The gender pay gap is a related phenomenon, with women in the EU earning 12% less than men in 2023. However, the pension gap is wider. In 2024, the gender pension gap ranged from around 6% in Estonia to 37% in the UK. The gap exceeds 30% in several countries, including the Netherlands, Austria, Luxembourg, Belgium, Switzerland, and Ireland. The lowest gaps, at 10% or below, are found in Estonia, Iceland, Slovakia, Czechia, Slovenia, and Denmark.
“The gender pension gap is, in many ways, a motherhood pension gap, as it begins to open up when women start a family,” Professor Alexandra Niessen-Ruenzi from the University of Mannheim told Euronews Business. She noted that many women reduce their working hours to care for children, which is typically associated with a part-time wage penalty.
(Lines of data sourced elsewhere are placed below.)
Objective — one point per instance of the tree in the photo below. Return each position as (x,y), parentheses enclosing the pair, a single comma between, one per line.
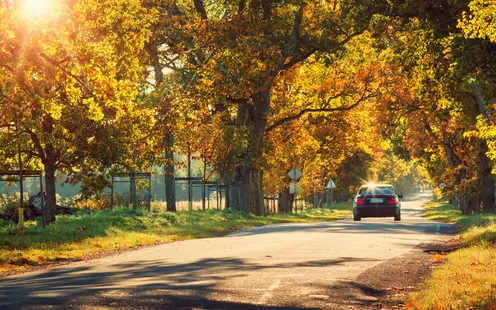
(237,50)
(69,80)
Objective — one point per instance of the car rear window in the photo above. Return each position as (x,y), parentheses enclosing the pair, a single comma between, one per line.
(376,191)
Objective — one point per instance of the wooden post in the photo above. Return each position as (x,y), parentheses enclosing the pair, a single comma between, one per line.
(203,182)
(149,192)
(21,183)
(42,200)
(190,203)
(133,190)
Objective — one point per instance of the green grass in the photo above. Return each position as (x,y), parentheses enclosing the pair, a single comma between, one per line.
(82,235)
(467,279)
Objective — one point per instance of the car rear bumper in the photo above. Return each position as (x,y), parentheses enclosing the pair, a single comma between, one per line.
(376,211)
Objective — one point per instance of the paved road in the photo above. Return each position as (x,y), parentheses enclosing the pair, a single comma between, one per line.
(288,265)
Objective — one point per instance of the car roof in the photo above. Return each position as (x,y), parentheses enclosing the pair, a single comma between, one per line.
(376,185)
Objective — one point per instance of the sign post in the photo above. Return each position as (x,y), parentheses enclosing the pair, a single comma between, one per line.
(330,186)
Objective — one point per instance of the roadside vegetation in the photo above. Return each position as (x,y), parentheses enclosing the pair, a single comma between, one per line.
(88,234)
(467,279)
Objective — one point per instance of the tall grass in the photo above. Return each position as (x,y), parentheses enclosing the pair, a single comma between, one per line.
(88,233)
(467,279)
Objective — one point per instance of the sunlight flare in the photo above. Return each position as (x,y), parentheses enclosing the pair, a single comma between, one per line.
(37,8)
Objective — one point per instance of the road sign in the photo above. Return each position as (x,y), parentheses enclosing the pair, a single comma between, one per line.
(294,174)
(294,188)
(330,184)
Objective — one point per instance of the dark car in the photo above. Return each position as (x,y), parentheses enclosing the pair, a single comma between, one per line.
(377,200)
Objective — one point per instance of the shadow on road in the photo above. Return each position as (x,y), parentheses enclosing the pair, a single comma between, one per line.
(154,284)
(369,226)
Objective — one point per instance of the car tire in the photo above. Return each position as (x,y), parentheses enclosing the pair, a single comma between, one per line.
(356,218)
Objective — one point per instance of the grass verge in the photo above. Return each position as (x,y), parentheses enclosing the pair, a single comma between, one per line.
(467,279)
(90,234)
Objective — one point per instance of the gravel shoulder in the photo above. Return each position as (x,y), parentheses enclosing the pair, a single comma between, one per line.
(387,285)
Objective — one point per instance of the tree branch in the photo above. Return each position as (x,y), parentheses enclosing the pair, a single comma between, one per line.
(284,120)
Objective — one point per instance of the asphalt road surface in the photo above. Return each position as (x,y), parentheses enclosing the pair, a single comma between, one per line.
(276,266)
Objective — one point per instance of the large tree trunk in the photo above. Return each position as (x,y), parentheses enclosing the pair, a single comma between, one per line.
(253,116)
(50,181)
(169,178)
(487,180)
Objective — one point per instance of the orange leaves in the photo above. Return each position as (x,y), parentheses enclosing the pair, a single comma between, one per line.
(437,258)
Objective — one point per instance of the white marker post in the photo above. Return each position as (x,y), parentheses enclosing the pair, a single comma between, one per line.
(294,188)
(330,186)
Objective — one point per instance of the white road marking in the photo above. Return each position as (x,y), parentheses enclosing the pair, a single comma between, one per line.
(268,294)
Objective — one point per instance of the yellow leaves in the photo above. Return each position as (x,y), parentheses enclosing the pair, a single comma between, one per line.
(94,111)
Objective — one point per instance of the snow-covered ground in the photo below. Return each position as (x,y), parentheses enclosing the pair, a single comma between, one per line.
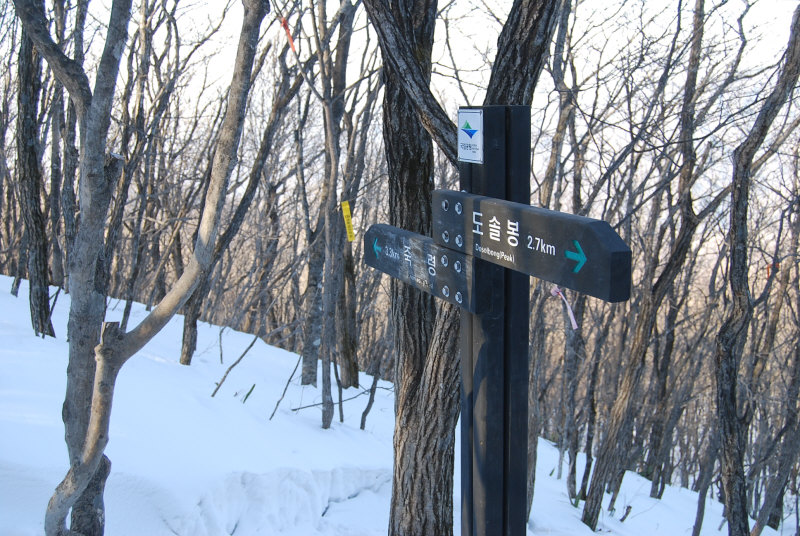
(188,464)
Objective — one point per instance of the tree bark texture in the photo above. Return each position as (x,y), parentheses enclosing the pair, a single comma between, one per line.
(87,407)
(30,185)
(613,455)
(405,33)
(733,333)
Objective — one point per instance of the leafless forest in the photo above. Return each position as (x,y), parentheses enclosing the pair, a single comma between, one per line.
(145,156)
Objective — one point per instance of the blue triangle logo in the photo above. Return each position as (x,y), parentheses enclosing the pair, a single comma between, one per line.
(468,129)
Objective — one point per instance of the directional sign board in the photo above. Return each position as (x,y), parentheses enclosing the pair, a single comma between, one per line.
(576,252)
(417,260)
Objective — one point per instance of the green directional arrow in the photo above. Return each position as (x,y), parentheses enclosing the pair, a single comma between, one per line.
(579,256)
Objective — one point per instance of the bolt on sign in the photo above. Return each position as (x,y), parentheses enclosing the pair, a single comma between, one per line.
(579,253)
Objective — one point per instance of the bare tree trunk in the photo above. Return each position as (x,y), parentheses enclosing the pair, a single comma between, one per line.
(30,181)
(731,337)
(87,410)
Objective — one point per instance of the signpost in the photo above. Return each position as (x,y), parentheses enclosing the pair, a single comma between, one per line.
(487,241)
(579,253)
(419,262)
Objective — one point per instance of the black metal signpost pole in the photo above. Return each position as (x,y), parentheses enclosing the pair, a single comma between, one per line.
(494,355)
(487,242)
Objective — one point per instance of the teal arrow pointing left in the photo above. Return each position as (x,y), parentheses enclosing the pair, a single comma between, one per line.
(579,256)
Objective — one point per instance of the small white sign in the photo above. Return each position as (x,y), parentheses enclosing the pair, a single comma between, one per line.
(470,135)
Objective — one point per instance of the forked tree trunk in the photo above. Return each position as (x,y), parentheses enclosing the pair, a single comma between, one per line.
(733,333)
(87,408)
(426,396)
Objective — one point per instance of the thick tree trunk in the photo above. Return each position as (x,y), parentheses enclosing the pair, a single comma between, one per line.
(731,337)
(30,182)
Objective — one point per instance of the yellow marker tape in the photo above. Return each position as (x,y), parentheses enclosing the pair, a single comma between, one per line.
(348,222)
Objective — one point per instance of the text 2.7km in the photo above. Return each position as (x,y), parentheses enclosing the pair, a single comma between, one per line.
(537,244)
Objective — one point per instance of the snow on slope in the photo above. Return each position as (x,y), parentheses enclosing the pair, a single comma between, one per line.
(187,464)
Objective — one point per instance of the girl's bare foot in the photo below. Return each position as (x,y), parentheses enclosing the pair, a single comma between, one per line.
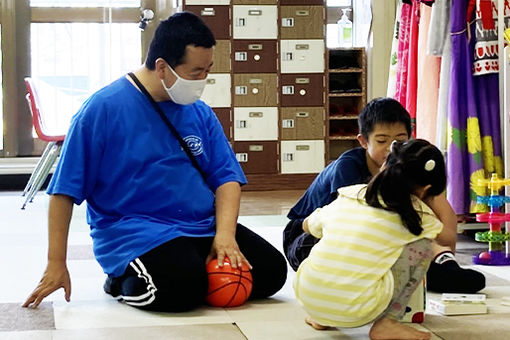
(386,328)
(315,325)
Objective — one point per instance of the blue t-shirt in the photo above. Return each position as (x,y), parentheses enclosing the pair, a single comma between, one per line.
(141,187)
(350,168)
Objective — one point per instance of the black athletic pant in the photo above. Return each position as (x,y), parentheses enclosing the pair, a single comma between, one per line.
(172,276)
(296,243)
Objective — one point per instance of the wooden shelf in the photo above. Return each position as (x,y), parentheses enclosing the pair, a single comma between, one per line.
(342,137)
(352,117)
(346,70)
(354,94)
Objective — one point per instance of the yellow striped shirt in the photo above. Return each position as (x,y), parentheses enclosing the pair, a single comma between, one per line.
(346,281)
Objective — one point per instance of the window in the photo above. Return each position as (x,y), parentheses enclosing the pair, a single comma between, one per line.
(70,61)
(85,3)
(334,13)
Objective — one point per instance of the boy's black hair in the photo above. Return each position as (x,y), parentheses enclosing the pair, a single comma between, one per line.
(383,111)
(173,35)
(409,166)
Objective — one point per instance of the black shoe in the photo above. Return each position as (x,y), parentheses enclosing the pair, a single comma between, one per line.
(449,277)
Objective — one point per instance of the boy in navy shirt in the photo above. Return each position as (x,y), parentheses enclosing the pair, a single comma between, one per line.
(381,122)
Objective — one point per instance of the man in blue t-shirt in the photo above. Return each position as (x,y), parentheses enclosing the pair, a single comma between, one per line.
(159,208)
(381,122)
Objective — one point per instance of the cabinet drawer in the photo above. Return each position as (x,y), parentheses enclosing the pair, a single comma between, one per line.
(255,2)
(221,57)
(305,156)
(206,2)
(257,157)
(217,90)
(255,22)
(302,89)
(302,56)
(225,117)
(302,2)
(302,123)
(217,18)
(255,123)
(302,22)
(254,56)
(255,89)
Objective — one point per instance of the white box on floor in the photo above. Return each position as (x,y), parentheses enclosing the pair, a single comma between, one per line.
(415,310)
(459,304)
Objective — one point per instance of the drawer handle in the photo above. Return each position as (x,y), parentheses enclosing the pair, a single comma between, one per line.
(302,80)
(241,56)
(242,157)
(287,157)
(288,89)
(288,123)
(287,22)
(241,90)
(208,12)
(302,47)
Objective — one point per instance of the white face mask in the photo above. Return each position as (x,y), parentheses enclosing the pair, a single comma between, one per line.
(185,91)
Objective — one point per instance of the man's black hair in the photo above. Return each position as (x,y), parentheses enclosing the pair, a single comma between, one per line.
(383,111)
(173,35)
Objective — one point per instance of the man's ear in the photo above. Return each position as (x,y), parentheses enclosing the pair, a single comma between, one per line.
(362,141)
(160,67)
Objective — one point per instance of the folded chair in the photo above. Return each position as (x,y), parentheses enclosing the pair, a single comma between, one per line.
(51,151)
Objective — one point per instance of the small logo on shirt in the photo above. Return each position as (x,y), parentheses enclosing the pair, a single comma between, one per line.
(194,144)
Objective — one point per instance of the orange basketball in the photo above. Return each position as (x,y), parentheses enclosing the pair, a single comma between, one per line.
(228,287)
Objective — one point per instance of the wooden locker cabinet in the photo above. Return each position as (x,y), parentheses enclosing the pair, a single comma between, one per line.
(304,156)
(254,56)
(221,57)
(302,123)
(257,157)
(254,2)
(302,89)
(268,87)
(302,2)
(302,22)
(255,89)
(217,90)
(302,56)
(225,117)
(346,98)
(255,123)
(215,17)
(255,22)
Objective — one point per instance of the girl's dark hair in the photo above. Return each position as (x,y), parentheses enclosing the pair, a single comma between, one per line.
(409,166)
(174,34)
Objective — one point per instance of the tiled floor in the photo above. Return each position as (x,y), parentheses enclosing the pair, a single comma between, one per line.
(91,314)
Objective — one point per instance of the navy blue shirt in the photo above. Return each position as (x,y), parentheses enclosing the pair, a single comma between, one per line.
(140,186)
(350,168)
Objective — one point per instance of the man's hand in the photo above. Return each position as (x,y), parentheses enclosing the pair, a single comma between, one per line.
(226,246)
(55,276)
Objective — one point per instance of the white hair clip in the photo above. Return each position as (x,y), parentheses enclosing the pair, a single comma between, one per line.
(430,165)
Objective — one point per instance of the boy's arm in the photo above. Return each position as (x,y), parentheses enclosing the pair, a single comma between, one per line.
(444,212)
(56,274)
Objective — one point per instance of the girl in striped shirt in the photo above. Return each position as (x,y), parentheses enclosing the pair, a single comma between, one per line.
(375,245)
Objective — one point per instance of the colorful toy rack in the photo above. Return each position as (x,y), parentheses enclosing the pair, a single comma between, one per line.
(497,254)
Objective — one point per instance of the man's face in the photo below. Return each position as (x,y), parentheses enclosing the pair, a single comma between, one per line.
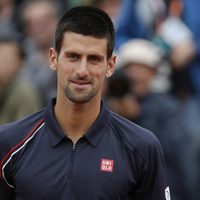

“Motherhood and reduced working hours push down both current income and later pension entitlements. They also lead to lower lifetime wages and shorter careers, leaving women with less disposable income to invest in private pensions,” she added. Niessen-Ruenzi emphasised that cross-country differences reflect variations in gender-stereotypical patterns of care work and household responsibilities.
Professor Antonio Abatemarco from University of Salerno explained that the gap stems from long-term inequalities. “These differences stem from long-term inequalities that accumulate across womens working lives, reflecting how labour markets, family policies, and pension system design interact,” he said. “The gap is therefore not a single phenomenon, but the result of three interrelated structural drivers.”
Firstly, he pointed to historically lower female labour market participation, often in informal sectors without pension contributions. Secondly, he underlined the impact of care responsibilities causing career interruptions, particularly in Western Europe. Finally, he noted that some pension reforms, like raising women’s retirement age more than men’s, can also contribute.
The average gender pension gap across European countries has declined from 28% in 2007 to 22% in 2024. The most significant decreases took place in Slovenia, Germany, and Greece, where the gap narrowed by more than 15 percentage points over 17 years. The decline is also more than 10 percentage points in Norway, Portugal, Turkey, and Luxembourg.
“Strongly declining labour market differences between men and women are driving this reduction in the GPG [in many countries], but it takes time for these changes to be fully reflected in lower pension inequalities,” noted the OECD’s Pensions at a Glance 2025 report. Among the 27 countries, the gender pension gap increased by 2 percentage points in only three: Austria, Estonia and Belgium.